Strategy’s executive chairman Michael Saylor has defended the company’s first reported Bitcoin sale since 2022, arguing that the ability to sell BTC—at least when it’s required to back certain financial obligations—is a prerequisite for the firm to keep issuing “digital credit.”


The defense comes after Strategy disclosed the sale in a June 1 filing with the U.S. Securities and Exchange Commission: the company offloaded 32 BTC, a move that contrasted with Saylor’s widely repeated “never sell your Bitcoin” message. Speaking at BTC Prague, Saylor framed the decision as part of a broader credit thesis for Bitcoin-based financial products.



Key takeaways



  • Strategy disclosed a June 1 SEC filing showing it sold 32 BTC for the first time since 2022.

  • Saylor says Bitcoin must remain sellable so digital credit products can retain value and support dividend- and credit-linked obligations.

  • He described Strategy’s STRC preferred stock as a “digital credit” instrument designed to route value from its Bitcoin balance sheet.

  • Saylor claims digital credit could support yield-bearing crypto financial products and cited yields up to 8% for such structures.

  • Apyx’s apxUSD stablecoin depegged amid BTC and STRC declines, illustrating how collateral volatility can test these systems.



Why Strategy chose to sell Bitcoin


In a June 1 SEC filing, Strategy disclosed its first reported Bitcoin sale since 2022, selling 32 BTC. The transaction stood in tension with Saylor’s long-running public stance that Bitcoin should not be sold.
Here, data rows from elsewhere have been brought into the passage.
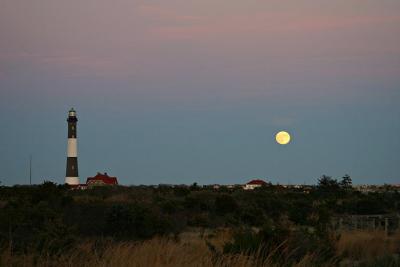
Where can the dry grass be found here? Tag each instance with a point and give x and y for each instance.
(367, 245)
(192, 250)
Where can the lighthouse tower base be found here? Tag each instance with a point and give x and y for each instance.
(72, 180)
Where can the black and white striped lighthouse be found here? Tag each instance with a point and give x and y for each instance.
(72, 177)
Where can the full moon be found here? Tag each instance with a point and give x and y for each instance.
(282, 138)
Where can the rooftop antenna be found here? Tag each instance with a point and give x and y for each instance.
(30, 169)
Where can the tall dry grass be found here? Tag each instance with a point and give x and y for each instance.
(367, 245)
(192, 250)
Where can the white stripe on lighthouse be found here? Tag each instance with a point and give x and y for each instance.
(72, 150)
(72, 180)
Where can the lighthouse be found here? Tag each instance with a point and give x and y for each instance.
(71, 176)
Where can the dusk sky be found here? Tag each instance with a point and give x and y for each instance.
(184, 91)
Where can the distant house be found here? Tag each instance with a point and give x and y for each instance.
(254, 184)
(101, 180)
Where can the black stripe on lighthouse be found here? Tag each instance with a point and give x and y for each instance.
(71, 175)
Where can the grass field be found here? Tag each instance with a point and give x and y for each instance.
(354, 248)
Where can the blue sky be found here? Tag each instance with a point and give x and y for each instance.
(191, 91)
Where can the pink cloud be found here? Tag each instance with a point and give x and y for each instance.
(266, 23)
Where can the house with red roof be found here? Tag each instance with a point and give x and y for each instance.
(254, 184)
(101, 179)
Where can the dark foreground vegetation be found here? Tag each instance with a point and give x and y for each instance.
(50, 225)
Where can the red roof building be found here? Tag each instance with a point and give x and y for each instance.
(254, 184)
(101, 179)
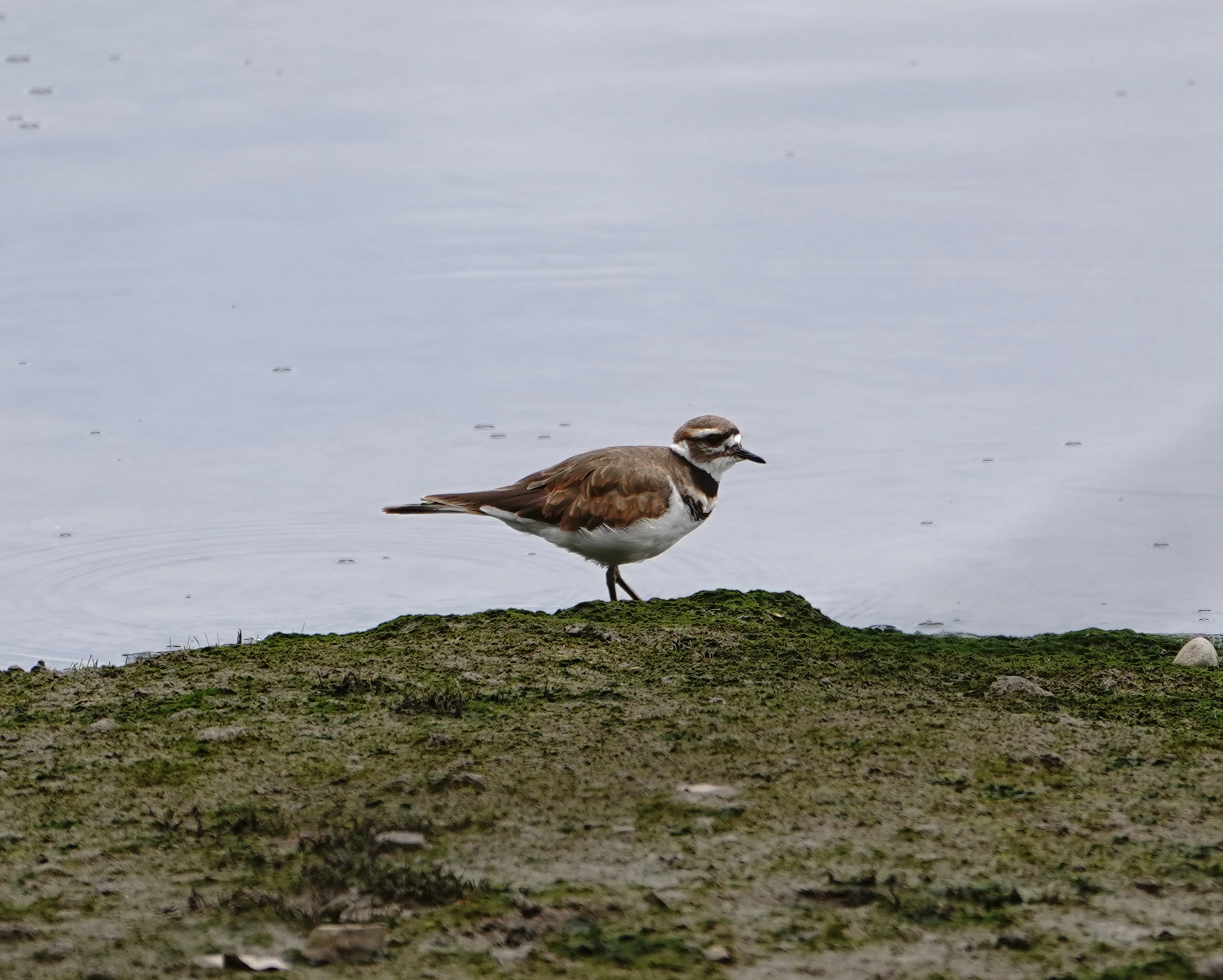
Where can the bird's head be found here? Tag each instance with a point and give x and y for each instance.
(711, 443)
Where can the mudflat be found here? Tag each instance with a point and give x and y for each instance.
(724, 785)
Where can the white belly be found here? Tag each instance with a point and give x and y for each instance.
(644, 539)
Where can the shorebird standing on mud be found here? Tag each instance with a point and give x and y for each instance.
(613, 506)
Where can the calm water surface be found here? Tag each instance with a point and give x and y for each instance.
(952, 267)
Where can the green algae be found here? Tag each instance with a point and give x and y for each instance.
(890, 807)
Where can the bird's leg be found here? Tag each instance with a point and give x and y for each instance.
(625, 585)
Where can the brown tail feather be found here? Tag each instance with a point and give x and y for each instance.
(429, 506)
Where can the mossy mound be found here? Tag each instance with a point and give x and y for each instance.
(882, 812)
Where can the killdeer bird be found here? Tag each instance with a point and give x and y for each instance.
(613, 506)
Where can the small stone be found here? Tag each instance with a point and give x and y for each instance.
(1013, 684)
(1197, 653)
(330, 944)
(705, 791)
(400, 839)
(1014, 940)
(227, 734)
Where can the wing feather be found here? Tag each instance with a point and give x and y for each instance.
(613, 488)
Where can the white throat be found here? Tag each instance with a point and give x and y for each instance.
(714, 467)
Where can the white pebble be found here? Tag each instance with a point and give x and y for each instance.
(1197, 653)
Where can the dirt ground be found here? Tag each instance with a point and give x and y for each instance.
(865, 803)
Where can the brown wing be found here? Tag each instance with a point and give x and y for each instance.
(612, 487)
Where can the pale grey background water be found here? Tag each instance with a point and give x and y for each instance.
(891, 240)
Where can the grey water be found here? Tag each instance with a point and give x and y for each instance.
(267, 267)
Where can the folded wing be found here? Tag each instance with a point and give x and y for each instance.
(605, 488)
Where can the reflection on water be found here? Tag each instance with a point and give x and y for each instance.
(273, 269)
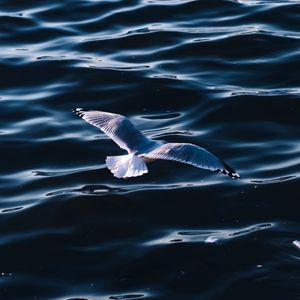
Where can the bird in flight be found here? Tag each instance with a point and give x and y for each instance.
(142, 149)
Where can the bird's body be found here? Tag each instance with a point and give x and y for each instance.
(141, 149)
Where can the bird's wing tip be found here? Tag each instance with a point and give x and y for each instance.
(230, 172)
(78, 111)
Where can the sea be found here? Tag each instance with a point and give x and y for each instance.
(221, 74)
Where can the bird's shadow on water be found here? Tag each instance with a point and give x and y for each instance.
(162, 175)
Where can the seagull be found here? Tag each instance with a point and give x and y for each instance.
(142, 149)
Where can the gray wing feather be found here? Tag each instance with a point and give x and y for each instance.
(117, 127)
(193, 155)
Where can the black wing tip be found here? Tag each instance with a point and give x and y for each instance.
(230, 172)
(78, 111)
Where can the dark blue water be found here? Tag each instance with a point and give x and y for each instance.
(221, 74)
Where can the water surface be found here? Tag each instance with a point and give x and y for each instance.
(217, 73)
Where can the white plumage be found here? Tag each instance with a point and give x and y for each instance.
(140, 148)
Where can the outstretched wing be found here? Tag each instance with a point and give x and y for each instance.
(117, 127)
(193, 155)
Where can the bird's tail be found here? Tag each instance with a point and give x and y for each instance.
(124, 166)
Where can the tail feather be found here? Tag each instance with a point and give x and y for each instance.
(124, 166)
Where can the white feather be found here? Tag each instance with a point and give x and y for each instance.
(124, 166)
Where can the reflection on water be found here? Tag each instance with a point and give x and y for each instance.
(220, 74)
In an interview with Cointelegraph at BTC Prague, Saylor argued that companies building Bitcoin-backed finance cannot treat BTC as untouchable capital. Instead, they need the flexibility to sell holdings when necessary to maintain the economic basis of credit instruments—particularly those tied to dividends and other payouts.
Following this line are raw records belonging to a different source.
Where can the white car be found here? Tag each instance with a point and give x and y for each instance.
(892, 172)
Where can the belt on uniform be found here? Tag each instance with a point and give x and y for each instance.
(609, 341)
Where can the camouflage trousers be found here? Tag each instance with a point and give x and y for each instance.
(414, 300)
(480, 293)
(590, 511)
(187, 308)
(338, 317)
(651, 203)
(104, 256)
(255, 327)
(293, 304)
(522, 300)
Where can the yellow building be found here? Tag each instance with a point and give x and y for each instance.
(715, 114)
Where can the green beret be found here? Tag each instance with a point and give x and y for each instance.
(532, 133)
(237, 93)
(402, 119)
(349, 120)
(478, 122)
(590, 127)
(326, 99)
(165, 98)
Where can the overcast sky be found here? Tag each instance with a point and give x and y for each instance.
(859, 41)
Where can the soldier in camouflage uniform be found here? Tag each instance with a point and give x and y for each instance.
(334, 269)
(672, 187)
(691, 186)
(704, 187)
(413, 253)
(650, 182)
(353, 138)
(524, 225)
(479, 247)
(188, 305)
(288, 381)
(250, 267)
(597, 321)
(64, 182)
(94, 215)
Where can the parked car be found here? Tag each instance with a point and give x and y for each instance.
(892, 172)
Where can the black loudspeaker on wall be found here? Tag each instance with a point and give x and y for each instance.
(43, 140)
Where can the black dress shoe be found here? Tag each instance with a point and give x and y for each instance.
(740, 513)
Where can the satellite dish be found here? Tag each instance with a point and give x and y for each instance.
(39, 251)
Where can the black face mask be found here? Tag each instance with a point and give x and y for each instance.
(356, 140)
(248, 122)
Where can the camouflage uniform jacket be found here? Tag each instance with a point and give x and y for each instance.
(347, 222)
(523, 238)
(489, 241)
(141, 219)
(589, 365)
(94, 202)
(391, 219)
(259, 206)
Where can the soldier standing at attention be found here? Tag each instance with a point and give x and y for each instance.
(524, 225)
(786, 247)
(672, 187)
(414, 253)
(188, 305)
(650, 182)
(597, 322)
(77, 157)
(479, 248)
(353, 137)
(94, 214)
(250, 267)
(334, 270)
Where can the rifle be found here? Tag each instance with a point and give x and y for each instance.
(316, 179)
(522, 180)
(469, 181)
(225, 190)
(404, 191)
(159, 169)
“If the company's policy is that we won't sell the Bitcoin, then the credit won't have value and the equity won't have value,”
he said, adding:
“The company is in the business of selling digital credit. The credit is backed by capital. Bitcoin is capital.”
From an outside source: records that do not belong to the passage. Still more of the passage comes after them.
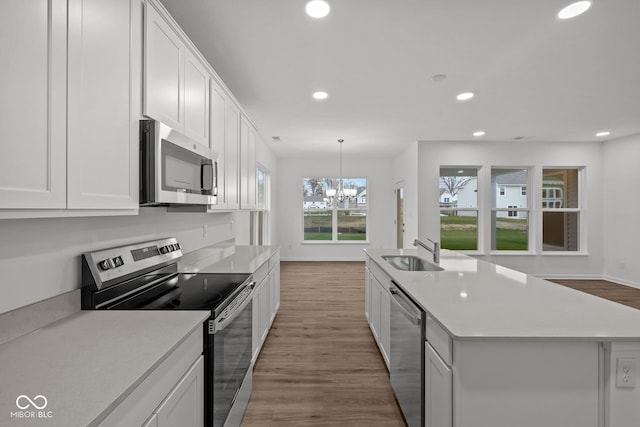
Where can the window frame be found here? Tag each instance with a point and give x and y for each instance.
(580, 210)
(335, 209)
(477, 209)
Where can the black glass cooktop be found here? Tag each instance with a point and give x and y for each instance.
(183, 291)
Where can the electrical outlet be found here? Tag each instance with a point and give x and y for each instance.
(626, 372)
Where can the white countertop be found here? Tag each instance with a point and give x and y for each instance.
(474, 299)
(226, 258)
(86, 364)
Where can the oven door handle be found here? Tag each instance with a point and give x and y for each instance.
(164, 299)
(222, 322)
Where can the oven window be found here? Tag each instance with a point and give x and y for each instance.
(231, 361)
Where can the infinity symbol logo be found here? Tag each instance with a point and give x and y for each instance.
(33, 403)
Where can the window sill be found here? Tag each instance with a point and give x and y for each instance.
(564, 253)
(512, 253)
(335, 242)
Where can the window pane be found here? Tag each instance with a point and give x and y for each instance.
(317, 224)
(560, 231)
(509, 232)
(509, 188)
(352, 225)
(458, 187)
(560, 188)
(262, 190)
(459, 230)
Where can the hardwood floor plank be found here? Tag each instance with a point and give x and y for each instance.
(320, 365)
(621, 294)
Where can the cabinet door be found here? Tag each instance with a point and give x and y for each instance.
(438, 390)
(232, 148)
(196, 99)
(184, 405)
(385, 324)
(217, 138)
(275, 291)
(163, 71)
(248, 180)
(33, 104)
(374, 313)
(103, 104)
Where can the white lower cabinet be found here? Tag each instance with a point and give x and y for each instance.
(171, 395)
(379, 309)
(184, 405)
(438, 391)
(266, 301)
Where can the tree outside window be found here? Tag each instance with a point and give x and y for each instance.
(325, 218)
(459, 208)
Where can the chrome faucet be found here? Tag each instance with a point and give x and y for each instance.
(435, 251)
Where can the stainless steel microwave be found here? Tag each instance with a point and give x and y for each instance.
(175, 170)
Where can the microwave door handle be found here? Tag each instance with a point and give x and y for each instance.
(206, 176)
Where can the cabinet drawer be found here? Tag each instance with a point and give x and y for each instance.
(261, 273)
(379, 274)
(439, 340)
(274, 260)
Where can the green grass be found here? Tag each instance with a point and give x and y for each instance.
(465, 236)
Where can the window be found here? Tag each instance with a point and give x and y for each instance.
(510, 211)
(325, 218)
(259, 225)
(459, 208)
(561, 209)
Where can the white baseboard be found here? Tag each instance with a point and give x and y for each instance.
(328, 259)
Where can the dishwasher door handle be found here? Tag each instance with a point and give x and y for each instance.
(413, 317)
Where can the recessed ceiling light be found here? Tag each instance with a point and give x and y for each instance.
(465, 96)
(320, 95)
(574, 9)
(317, 8)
“Digital credit” as a new use for the Bitcoin balance sheet


Saylor expanded on the concept by positioning Strategy’s financial products as components of a credit market built on Bitcoin holdings. In his explanation, instruments such as Strategy’s STRC preferred stock function as “digital credit,” leveraging the company’s Bitcoin treasury to meet credit obligations.


Crucially, Saylor also tied this framework to Strategy’s capital strategy. For the company, these securities have become a key path to raise funding that can then be used to acquire additional Bitcoin. In other words, the sale—however limited—should be viewed less as abandoning a core Bitcoin conviction and more as enabling a loop intended to sustain issuance of Bitcoin-backed credit products.



Yield claims and the collateral test from apxUSD


Saylor described digital credit markets as an emerging “trillion-dollar opportunity” in finance, arguing they could enable yield-bearing digital money products. He also suggested that these structures may offer yields of up to 8%, which he said is multiple times higher than traditional savings accounts.


Part of his argument is that digital credit could change how participants think about credit and yield while drawing capital into the Bitcoin ecosystem. He pointed to projects operating within this model, including Saturn and Apyx, and emphasized that yield-bearing products built on top of digital credit can face real-world stress—sometimes quickly.


On June 4, Apyx Finance’s dividend-backed synthetic stablecoin apxUSD reportedly depegged, trading as low as $0.90. At the time, Bitcoin was trading below $63,000 and STRC shares had fallen below their $100 par value.


According to Apyx, the decline in STRC—apxUSD’s primary collateral asset—reduced the protocol’s reserve value. The company also pointed to falling Bitcoin prices, thinning liquidity, and derivative-driven market dynamics as contributing factors, citing a post on X from Apyx.


At the time of Cointelegraph’s reporting, apxUSD was trading around $0.96, still below its $1 peg, as tracked by CoinGecko.



What this exchange between “never sell” and sellability means


The core tension in the story is not merely reputational; it goes to how investors and counterparties should interpret Bitcoin as collateral. Saylor’s argument suggests that Bitcoin treasury companies must preserve the option to sell in order to keep credit instruments credible—particularly when those instruments depend on the value of collateral and the ability to cover obligations.


Meanwhile, the apxUSD episode underscores how sensitive these systems can be when collateral benchmarks move in tandem. When STRC falls below par and Bitcoin weakens, collateral values and liquidity conditions can deteriorate at the same time, putting pressure on mechanisms designed to maintain stablecoin pegs.


For readers watching the evolution of Bitcoin-based credit, the takeaway is practical: the “digital credit” thesis depends on collateral behavior and on whether protocols can manage volatility in a way that sustains promised yield and payout structures without breaking pegs.



With Strategy’s disclosed sale and apxUSD’s depeg both tied to a period of BTC and collateral weakness, the next question for the market is whether future issuances, liquidity provisions, and collateral management techniques will reduce the frequency and severity of these stress events—or whether such drawdowns will continue to be part of the risk profile of yield-bearing Bitcoin credit products.